Nella Chiesa ci sono questi, che invece di servire, di pensare agli altri, di gettare le basi, si servono della Chiesa: gli arrampicatori, gli attaccati ai soldi. E quanti sacerdoti, vescovi abbiamo visto così. E’ triste dirlo, no? Dio ci salvi dalle tentazioni di una doppia vita, dove mi mostro come uno che serve e invece mi servo degli altri.

(Papa Francesco, Omelie di Santa Marta).

Il concetto di proprietà non esisteva nella Preistoria. Gli uomini erano nomadi e nessuno possedeva terre o immobili o caverne. Il lavoro è l’attività attraverso cui ci si procura il cibo e sicurezza; l’individuo tiene per sé l’intero frutto del proprio lavoro.
Nel Neolitico, con l’affermarsi dell’Agricoltura, la fine del nomadismo e l’incremento demografico, gli spazi vuoti si fanno sempre più rari e il rischio di scontri armati fra tribù diventa endemico. Chi non è forte abbastanza sa che, presto o tardi, verrà espropriato della sua terra e dei suoi beni. Da questo momento la proprietà privata dipende dai rapporti di forza.

I Romani conquistano quasi tutto il mondo conosciuto, esportando il loro modello di civiltà la influenza durerà per oltre 20 secoli.
Nel II e III secolo d.C. si diffonde la religione cristiana nell’Impero Romano. La forza del nuovo culto fu soprattutto generata dall’indipendenza economica: molti lasciavano i propri beni in eredità alla Chiesa cristiana  che li gestiva attraverso vere e proprie banche cristiane. Alcuni imperatori cercarono di porre un argine ai problemi economici dell’Impero requisendo le proprietà della Chiesa cristiana. Lo stretto rapporto, spesso conflittuale, a volte ambiguo, tra i rappresentanti di Dio e l’Imperatore segneranno tutta la Storia dei secoli a venire.

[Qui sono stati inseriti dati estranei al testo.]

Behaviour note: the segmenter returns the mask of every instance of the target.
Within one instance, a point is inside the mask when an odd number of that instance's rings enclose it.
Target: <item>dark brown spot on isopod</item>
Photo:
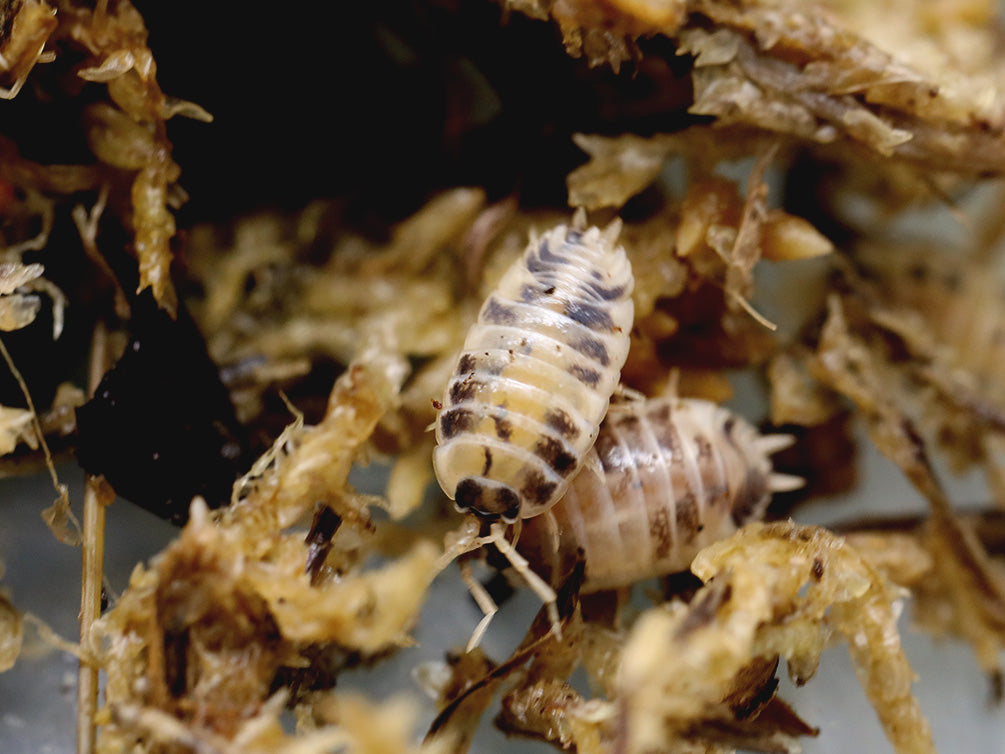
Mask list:
[[[712,457],[712,443],[703,434],[694,435],[694,445],[697,447],[697,459],[708,460]]]
[[[598,341],[595,338],[581,338],[570,345],[584,356],[589,356],[605,367],[611,364],[611,357],[607,353],[607,346],[604,345],[603,341]]]
[[[465,400],[470,400],[474,397],[478,388],[481,387],[484,387],[483,382],[471,379],[471,376],[468,375],[464,379],[450,385],[450,402],[463,403]]]
[[[568,411],[561,408],[549,408],[545,412],[545,423],[566,439],[576,439],[579,436],[576,422]]]
[[[823,578],[823,561],[820,558],[813,558],[813,568],[811,573],[817,581]]]
[[[466,408],[451,408],[440,414],[440,430],[447,439],[474,426],[474,412]]]
[[[750,521],[758,512],[767,495],[768,484],[765,476],[756,468],[749,469],[733,499],[733,510],[731,511],[733,523],[739,528]]]
[[[552,499],[552,495],[555,494],[557,487],[556,483],[549,482],[545,479],[545,475],[534,469],[528,472],[525,476],[521,492],[524,494],[524,499],[528,502],[543,505]]]
[[[534,452],[563,477],[568,477],[576,467],[576,456],[554,437],[542,437],[534,446]]]
[[[614,330],[614,320],[611,319],[610,313],[604,307],[571,301],[566,303],[565,313],[570,320],[578,322],[590,330],[607,332]]]
[[[665,558],[673,547],[673,535],[670,532],[670,517],[665,508],[657,508],[649,516],[649,536],[652,538],[654,555]]]
[[[516,520],[520,515],[520,496],[506,485],[485,485],[465,477],[454,493],[454,503],[462,511],[470,511],[478,518]]]
[[[677,536],[683,542],[692,542],[697,536],[697,502],[693,493],[681,495],[676,501]]]
[[[495,425],[495,435],[501,440],[509,441],[513,435],[513,422],[505,416],[492,416],[492,423]]]

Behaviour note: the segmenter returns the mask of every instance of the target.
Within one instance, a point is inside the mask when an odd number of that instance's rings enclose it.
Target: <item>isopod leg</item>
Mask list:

Il primo Papa della Chiesa romana fu San Pietro anche se fino a Callisto I (217-222) non si parla di Papa bensì di Vescovo di Roma che:

gode di un prestigio e di un’autorevolezza molto particolari e superiori a quella di tutti gli altri vescovi della cristianità: tuttavia è ancora un primus inter pares.

Secondo la tradizione cristiana Gesù Cristo conferì a Pietro il primato di giurisdizione sull’intera Chiesa di Dio (Matteo 16,18)

E io ti dico: Tu sei Pietro e su questa pietra edificherò la mia chiesa e le porte degli inferi non prevarranno contro di essa. Io ti darò le chiavi del regno de’ cieli; e tutto ciò che avrai legato sulla terra sarà legato ne’ cieli, e tutto ciò che avrai sciolto in terra sarà sciolto nei cieli.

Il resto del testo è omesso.